TSE admite investigação contra Lula e Alckmin por desfile de Carnaval financiado com R$ 9,65 milhões públicos

Foto: Eduardo Hollanda/Rio Carnaval)

O Tribunal Superior Eleitoral (TSE) admitiu o processamento de uma ação contra o presidente Luiz Inácio Lula da Silva (PT) e o vice-presidente Geraldo Alckmin (PSB) por suposto abuso de poder econômico e uso indevido dos meios de comunicação durante o Carnaval de 2026.

A investigação tem como foco o desfile da escola de samba Acadêmicos de Niterói, que apresentou na Marquês de Sapucaí um enredo dedicado à trajetória pessoal e política de Lula. Segundo o partido Novo, autor da ação, aproximadamente R$ 9,65 milhões em recursos públicos foram destinados à escola.

A decisão que permitiu o prosseguimento da Ação de Investigação Judicial Eleitoral (AIJE) é do corregedor-geral da Justiça Eleitoral, ministro Antonio Carlos Ferreira.

Lula e Alckmin terão cinco dias para apresentar defesa

Ao analisar a petição inicial, o corregedor entendeu que os fatos apresentados possuem elementos suficientes para que as acusações sejam apuradas.

Segundo a decisão, as circunstâncias narradas pelo Novo podem, em tese, caracterizar abuso de poder econômico e uso indevido dos meios de comunicação social.

Antonio Carlos Ferreira determinou a citação de Lula e Alckmin para que apresentem defesa no prazo de cinco dias.

A decisão, entretanto, não representa condenação ou reconhecimento de que houve abuso eleitoral. Nesta etapa, o TSE apenas autorizou o processamento da ação e a produção de provas sobre as acusações apresentadas.

Desfile homenageou trajetória de Lula

A Acadêmicos de Niterói desfilou no Grupo Especial do Carnaval carioca em 15 de fevereiro de 2026.

A escola levou à avenida um enredo dedicado à trajetória de Lula, desde as origens no Nordeste até a carreira sindical e política que o levou à Presidência da República.

Para o Novo, a apresentação ultrapassou os limites de uma homenagem cultural e teria funcionado como uma forma de promoção eleitoral do presidente, que naquele momento já era tratado politicamente como pré-candidato à reeleição.

O partido sustenta ainda que a transmissão do desfile em televisão aberta e a circulação das imagens pelas plataformas digitais ampliaram significativamente a exposição do presidente.

Recursos públicos somam R$ 9,65 milhões, segundo ação

Um dos principais pontos questionados pelo Novo é o financiamento recebido pela escola de samba.

Conforme os valores apresentados na ação, a Acadêmicos de Niterói teria recebido R$ 9,65 milhões provenientes de recursos públicos.

Desse total, R$ 4 milhões teriam sido repassados pela Prefeitura de Niterói; R$ 2,15 milhões pela Prefeitura do Rio de Janeiro; R$ 2,5 milhões pelo Governo do Estado do Rio de Janeiro; e R$ 1 milhão pela Embratur.

O partido afirma ainda que esses repasses foram formalizados depois de julho de 2025, quando a escola anunciou que o enredo do Carnaval de 2026 seria dedicado ao presidente.

Novo aponta possível vantagem eleitoral

Na ação, o Novo argumenta que a utilização de recursos públicos em um desfile dedicado a um candidato à reeleição, somada à ampla exposição na televisão e nas redes, teria criado uma vantagem eleitoral antes mesmo do início oficial da campanha.

A legenda também sustenta que essa exposição não teria ocorrido em condições de igualdade com os demais candidatos e não foi contabilizada como despesa da campanha eleitoral.

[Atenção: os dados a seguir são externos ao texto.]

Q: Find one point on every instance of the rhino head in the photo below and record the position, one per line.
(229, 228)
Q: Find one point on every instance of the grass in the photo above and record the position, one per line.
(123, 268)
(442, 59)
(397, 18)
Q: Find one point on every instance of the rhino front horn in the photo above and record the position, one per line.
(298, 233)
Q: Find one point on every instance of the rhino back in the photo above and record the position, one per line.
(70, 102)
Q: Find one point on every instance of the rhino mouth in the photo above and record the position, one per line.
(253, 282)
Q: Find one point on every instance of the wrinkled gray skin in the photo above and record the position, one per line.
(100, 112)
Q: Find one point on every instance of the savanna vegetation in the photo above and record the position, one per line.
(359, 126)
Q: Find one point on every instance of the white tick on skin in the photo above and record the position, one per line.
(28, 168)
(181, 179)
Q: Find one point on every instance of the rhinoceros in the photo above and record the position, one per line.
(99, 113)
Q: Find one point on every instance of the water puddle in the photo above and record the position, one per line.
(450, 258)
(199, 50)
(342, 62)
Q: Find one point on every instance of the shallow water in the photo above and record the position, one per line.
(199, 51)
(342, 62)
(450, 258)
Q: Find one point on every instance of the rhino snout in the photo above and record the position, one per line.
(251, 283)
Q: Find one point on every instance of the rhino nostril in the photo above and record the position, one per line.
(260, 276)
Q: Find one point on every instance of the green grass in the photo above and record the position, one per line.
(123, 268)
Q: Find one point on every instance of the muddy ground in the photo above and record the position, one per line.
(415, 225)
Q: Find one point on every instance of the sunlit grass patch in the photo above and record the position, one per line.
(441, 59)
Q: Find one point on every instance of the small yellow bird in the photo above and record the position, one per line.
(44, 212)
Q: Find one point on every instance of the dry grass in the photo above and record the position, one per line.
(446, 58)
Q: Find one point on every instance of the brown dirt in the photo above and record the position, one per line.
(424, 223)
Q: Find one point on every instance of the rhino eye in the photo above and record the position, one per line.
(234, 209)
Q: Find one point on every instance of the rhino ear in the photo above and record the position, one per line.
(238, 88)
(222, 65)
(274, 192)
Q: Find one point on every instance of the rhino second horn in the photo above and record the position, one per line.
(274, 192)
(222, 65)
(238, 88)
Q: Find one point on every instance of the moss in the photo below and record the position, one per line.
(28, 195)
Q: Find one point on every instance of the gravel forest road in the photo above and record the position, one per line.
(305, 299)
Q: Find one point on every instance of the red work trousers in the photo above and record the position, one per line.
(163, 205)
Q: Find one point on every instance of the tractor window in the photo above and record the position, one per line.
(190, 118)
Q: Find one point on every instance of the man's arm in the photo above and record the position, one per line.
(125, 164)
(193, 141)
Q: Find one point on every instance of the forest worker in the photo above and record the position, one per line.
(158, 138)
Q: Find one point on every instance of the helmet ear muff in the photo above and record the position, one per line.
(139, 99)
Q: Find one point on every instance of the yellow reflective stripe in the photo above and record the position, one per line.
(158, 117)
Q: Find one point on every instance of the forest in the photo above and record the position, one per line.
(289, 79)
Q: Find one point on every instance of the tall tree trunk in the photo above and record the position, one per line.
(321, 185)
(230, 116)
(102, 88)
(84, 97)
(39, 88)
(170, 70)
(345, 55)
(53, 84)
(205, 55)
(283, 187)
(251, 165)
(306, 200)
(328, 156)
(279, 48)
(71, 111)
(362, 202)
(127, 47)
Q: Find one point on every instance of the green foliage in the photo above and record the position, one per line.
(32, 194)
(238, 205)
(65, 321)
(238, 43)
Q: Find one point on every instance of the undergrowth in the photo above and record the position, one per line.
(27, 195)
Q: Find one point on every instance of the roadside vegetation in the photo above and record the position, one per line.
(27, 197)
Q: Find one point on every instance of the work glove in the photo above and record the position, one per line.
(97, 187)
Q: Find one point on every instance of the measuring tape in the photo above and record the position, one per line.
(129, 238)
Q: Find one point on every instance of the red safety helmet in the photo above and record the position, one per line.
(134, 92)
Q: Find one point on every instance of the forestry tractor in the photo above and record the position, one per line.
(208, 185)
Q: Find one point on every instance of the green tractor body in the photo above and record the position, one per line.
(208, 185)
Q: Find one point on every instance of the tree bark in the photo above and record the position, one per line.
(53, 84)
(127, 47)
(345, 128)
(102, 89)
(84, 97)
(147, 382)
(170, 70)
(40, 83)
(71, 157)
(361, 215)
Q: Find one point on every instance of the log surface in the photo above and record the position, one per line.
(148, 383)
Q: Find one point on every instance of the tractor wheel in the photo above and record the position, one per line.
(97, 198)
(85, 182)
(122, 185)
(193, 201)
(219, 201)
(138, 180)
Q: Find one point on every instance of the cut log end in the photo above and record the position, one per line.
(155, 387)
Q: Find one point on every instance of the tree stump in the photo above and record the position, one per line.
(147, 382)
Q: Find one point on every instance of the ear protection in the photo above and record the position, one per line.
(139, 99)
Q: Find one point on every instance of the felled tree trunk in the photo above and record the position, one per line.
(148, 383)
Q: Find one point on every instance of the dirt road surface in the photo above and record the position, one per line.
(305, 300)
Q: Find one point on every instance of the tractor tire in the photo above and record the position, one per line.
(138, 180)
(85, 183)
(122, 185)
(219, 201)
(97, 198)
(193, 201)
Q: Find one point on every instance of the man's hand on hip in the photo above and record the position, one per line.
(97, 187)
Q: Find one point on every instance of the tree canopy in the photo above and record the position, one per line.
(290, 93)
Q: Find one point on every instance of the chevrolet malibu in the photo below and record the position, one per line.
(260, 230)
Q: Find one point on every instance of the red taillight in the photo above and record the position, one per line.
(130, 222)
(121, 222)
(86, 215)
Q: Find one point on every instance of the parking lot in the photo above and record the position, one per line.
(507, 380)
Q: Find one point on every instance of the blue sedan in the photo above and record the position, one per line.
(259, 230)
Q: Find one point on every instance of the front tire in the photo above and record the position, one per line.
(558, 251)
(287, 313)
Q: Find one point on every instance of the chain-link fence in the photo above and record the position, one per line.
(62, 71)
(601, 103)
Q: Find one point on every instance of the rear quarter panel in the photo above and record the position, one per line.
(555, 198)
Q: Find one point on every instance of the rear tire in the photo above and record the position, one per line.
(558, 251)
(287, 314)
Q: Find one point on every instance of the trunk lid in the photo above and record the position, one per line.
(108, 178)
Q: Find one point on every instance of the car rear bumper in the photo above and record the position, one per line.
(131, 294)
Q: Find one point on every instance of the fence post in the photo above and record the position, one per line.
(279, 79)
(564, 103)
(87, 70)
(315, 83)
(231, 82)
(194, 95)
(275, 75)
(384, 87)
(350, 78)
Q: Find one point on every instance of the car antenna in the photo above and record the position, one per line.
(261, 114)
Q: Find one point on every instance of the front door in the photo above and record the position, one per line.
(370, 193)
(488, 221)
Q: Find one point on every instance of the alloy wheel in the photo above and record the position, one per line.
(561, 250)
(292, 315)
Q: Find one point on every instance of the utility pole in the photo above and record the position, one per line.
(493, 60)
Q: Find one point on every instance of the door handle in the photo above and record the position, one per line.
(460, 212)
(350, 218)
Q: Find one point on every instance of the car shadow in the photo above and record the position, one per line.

Esses argumentos representam a acusação apresentada pelo Novo e ainda precisarão ser comprovados durante a tramitação da ação no Tribunal Superior Eleitoral.

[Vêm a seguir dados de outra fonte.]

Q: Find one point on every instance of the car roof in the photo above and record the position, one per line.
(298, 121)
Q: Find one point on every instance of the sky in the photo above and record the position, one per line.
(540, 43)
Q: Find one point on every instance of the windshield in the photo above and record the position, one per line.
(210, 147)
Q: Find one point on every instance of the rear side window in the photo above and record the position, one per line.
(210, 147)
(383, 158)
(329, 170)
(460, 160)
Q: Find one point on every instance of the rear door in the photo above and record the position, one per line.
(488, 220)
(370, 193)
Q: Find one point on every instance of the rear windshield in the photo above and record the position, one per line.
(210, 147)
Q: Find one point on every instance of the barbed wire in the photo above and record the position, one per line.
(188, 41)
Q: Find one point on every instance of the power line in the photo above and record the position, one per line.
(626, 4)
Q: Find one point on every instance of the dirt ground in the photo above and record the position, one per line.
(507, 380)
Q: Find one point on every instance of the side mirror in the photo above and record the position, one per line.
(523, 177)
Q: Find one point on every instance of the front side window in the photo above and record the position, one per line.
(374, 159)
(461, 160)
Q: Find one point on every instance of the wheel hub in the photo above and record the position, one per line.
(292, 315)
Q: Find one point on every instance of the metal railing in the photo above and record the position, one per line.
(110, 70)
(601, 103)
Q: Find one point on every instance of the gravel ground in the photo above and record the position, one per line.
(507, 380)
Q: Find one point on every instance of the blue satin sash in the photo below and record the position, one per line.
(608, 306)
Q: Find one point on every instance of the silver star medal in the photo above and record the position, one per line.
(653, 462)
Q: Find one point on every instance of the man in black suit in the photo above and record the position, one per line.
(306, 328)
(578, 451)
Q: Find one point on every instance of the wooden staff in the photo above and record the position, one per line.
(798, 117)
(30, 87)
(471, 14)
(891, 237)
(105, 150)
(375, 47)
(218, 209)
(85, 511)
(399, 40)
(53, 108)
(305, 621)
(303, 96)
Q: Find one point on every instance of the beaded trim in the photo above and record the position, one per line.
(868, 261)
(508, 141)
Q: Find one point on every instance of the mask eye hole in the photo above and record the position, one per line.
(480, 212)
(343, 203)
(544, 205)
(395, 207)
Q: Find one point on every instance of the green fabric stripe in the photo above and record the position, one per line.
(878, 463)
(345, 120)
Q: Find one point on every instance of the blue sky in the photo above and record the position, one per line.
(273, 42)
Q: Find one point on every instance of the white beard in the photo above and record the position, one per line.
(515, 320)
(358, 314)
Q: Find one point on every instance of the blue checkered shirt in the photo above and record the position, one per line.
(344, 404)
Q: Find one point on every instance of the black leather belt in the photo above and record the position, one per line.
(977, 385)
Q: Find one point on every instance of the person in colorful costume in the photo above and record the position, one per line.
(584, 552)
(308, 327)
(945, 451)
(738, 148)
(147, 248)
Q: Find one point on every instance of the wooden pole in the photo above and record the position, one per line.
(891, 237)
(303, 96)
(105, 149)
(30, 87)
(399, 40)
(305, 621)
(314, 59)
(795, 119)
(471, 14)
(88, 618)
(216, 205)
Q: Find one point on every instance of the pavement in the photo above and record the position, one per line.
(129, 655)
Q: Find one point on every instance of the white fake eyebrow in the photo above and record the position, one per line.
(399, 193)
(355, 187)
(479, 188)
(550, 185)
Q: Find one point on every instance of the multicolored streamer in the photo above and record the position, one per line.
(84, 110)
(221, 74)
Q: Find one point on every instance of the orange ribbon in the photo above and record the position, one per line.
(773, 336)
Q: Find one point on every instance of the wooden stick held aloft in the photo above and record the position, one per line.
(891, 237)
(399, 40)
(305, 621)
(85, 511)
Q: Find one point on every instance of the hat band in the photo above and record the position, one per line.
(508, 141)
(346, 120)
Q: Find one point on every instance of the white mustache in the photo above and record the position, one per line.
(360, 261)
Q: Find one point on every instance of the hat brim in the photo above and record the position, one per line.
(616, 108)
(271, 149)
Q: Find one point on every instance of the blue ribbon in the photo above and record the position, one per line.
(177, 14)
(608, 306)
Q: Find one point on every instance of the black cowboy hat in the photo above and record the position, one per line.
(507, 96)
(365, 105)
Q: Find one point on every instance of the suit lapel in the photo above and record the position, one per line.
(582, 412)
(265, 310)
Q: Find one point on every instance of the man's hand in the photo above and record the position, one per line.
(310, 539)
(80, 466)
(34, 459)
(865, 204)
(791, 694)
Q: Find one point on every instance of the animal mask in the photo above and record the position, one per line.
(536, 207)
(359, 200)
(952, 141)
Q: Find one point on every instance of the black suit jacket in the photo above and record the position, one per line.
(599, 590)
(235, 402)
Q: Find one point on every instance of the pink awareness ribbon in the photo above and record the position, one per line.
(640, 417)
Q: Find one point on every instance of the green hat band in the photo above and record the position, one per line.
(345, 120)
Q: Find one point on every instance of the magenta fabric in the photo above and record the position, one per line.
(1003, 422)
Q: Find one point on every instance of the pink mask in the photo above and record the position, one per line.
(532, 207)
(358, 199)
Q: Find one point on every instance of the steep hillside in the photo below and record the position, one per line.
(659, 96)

Ação pede cassação e inelegibilidade

Além do reconhecimento do suposto abuso de poder econômico e do uso indevido dos meios de comunicação, o Novo pede ao TSE sanções que podem atingir diretamente a chapa presidencial.

Entre os pedidos estão a cassação dos registros ou diplomas de Lula e Alckmin e a declaração de inelegibilidade por oito anos.

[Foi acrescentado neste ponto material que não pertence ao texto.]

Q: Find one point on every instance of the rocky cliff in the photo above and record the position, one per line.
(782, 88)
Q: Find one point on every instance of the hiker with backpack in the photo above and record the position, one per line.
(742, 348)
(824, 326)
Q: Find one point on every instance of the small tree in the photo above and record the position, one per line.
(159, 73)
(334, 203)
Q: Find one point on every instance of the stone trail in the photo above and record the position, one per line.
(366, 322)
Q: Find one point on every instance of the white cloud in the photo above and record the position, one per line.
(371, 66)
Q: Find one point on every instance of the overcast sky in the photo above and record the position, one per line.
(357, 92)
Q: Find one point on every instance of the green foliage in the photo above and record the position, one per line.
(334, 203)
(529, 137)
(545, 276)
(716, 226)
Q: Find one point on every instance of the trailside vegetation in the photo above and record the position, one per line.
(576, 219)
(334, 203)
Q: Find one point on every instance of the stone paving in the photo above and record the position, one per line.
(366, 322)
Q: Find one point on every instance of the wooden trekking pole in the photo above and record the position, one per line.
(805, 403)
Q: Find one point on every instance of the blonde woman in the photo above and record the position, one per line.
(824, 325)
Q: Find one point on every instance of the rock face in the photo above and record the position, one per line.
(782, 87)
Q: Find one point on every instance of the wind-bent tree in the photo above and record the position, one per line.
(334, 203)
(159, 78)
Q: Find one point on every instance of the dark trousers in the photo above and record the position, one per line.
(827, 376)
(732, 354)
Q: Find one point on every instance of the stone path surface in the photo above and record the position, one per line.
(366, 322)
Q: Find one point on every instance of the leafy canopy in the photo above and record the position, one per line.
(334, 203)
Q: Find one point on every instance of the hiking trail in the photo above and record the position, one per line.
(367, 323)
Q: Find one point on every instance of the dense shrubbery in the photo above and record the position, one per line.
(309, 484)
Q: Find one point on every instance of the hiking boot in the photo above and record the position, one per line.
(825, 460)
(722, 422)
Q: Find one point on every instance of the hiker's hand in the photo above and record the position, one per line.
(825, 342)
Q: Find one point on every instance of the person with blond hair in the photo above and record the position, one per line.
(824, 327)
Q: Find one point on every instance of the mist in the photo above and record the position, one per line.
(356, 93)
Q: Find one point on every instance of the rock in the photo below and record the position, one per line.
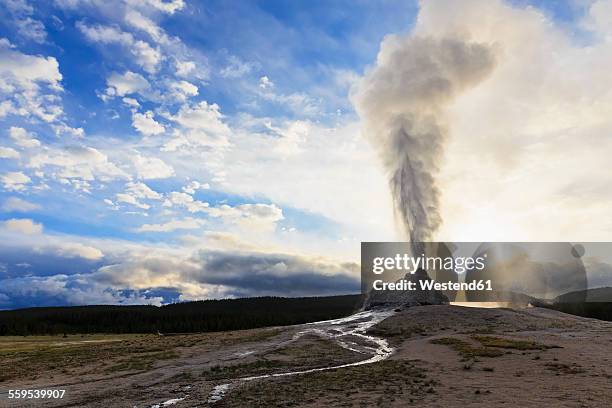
(407, 298)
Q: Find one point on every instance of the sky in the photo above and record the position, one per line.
(165, 150)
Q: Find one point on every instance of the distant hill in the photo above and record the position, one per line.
(590, 295)
(594, 303)
(187, 317)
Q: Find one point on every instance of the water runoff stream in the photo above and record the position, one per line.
(348, 332)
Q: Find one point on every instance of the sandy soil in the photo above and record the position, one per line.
(444, 356)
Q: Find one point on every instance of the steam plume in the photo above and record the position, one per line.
(401, 102)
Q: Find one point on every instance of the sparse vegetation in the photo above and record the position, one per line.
(500, 342)
(188, 317)
(22, 357)
(561, 368)
(467, 350)
(380, 384)
(310, 353)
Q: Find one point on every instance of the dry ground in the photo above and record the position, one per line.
(445, 356)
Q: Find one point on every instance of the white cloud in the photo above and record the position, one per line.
(186, 223)
(15, 181)
(143, 23)
(236, 68)
(184, 68)
(23, 226)
(151, 168)
(29, 84)
(15, 204)
(77, 162)
(27, 26)
(8, 153)
(185, 200)
(193, 186)
(201, 125)
(63, 129)
(170, 6)
(251, 216)
(182, 90)
(22, 138)
(126, 84)
(265, 82)
(131, 102)
(146, 56)
(135, 192)
(80, 162)
(146, 124)
(78, 250)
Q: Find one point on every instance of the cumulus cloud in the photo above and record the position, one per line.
(151, 167)
(78, 250)
(8, 153)
(15, 181)
(186, 201)
(77, 162)
(126, 84)
(146, 124)
(135, 192)
(23, 138)
(23, 226)
(15, 204)
(185, 223)
(146, 56)
(251, 216)
(194, 185)
(201, 125)
(29, 84)
(27, 26)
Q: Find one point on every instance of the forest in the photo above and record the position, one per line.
(186, 317)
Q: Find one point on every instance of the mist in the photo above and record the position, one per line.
(401, 101)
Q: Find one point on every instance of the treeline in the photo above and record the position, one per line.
(594, 310)
(187, 317)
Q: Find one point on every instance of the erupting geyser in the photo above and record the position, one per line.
(401, 101)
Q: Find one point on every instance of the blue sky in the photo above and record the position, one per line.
(141, 140)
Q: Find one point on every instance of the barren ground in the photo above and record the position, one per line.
(444, 356)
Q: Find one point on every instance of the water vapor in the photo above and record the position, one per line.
(401, 102)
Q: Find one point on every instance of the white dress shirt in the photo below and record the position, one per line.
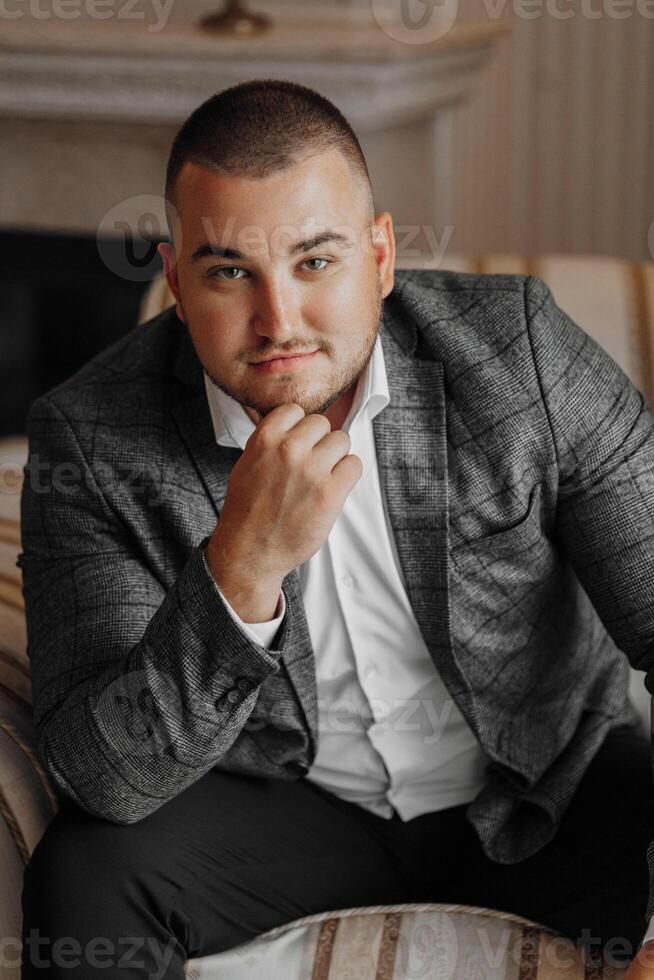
(390, 735)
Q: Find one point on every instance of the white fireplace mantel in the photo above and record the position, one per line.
(71, 94)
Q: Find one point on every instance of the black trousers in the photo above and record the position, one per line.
(234, 855)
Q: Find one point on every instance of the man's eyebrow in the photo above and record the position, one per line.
(304, 246)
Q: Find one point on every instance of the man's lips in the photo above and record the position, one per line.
(284, 362)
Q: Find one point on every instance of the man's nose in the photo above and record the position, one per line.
(275, 312)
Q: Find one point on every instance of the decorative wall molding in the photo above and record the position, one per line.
(87, 114)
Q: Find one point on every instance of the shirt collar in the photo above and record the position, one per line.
(232, 425)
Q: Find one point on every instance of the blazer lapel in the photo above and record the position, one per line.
(411, 445)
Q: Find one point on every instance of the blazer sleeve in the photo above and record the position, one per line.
(138, 691)
(602, 429)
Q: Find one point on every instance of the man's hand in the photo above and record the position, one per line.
(284, 494)
(642, 965)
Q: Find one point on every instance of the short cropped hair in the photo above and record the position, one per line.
(261, 127)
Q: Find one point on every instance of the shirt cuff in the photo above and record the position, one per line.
(261, 633)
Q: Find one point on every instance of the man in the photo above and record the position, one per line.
(332, 576)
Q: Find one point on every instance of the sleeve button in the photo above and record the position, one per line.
(296, 768)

Essas punições, porém, dependem do julgamento do mérito da ação. Até o momento, não houve cassação nem declaração de inelegibilidade.

O processo entra agora na fase de apresentação das defesas e produção de provas. Somente após a instrução e o julgamento o TSE poderá concluir se houve ou não irregularidade eleitoral no episódio.